Local 1413’s track record of recruiting young people of color could also be a compelling pitch to offshore wind developers with diversity, equity and inclusion goals. In press releases and public speeches, Vineyard Wind’s executives have said they are prioritizing women and people of color in their hiring practices. The company also signed a project labor agreement in 2021 that set diversity targets for construction jobs.
Due to the idiosyncrasies of federal labor law, which prevents unions outside the construction industry from signing project labor agreements, the agreement could not include the International Longshoremen’s Association. But Rudolph said the ILA still offers a concrete way for Vineyard Wind to build the diverse workforce it’s promising.
“You have all the color you need — it’s in my union, okay?” Rudolph said. “It’s as simple as that.”
But as much as a contract seems like a win-win to Rudolph, his union is waiting nervously for the kind of hiring commitments that other unions have already signed with Vineyard Wind. Some longshoremen worry they are already getting squeezed out of preparatory work happening on the pier.
Vineyard Wind and the contractor supplying its turbines, General Electric, declined to comment. But Rose, the president of Local 1413, said his longshoremen have been tying up the lines from Vineyard Wind’s boats while workers they don’t recognize handle the equipment onboard.

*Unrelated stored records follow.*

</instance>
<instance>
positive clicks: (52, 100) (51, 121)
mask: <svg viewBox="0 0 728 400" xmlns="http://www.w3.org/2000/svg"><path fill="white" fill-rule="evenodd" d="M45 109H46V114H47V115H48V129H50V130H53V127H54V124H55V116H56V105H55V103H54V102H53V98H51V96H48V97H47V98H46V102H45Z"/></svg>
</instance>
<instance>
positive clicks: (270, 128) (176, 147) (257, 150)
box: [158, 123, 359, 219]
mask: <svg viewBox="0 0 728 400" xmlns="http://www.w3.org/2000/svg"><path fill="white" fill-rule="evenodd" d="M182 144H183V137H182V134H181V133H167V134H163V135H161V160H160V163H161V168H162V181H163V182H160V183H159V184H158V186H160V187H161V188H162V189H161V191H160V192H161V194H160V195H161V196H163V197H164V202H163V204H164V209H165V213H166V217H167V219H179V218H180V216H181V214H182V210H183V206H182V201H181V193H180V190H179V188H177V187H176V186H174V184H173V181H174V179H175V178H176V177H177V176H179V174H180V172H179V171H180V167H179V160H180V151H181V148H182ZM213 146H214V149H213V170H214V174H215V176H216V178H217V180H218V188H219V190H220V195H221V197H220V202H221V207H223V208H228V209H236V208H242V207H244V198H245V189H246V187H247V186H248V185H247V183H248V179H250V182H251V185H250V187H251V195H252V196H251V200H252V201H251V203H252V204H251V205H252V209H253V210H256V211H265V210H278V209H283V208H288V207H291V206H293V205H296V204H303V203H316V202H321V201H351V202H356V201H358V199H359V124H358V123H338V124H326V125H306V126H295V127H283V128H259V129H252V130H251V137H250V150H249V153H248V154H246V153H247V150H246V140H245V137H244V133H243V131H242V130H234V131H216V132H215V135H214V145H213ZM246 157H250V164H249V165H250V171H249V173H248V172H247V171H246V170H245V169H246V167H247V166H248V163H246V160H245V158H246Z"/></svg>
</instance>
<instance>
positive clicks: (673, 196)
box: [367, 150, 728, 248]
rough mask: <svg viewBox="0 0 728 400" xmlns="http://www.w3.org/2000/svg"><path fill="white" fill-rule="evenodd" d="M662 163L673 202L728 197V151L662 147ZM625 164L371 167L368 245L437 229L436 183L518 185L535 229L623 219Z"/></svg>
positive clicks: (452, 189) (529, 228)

“I felt that they were just giving us the lines just to pacify us,” Rose said.
Rose acknowledges that the turbines arriving later this spring will be much larger than the wood palettes of break-bulk cargo that New Bedford’s longshoremen are used to unloading. But Rose says Local 1413 could be trained to handle wind turbines — it’s just that such training is beyond the scope of his union’s current negotiations with Vineyard Wind.
For now, Rose said the ILA is fighting for full-time jobs on the project, a foothold that Rose hopes will lead to a bigger role than just tying boats to the pier.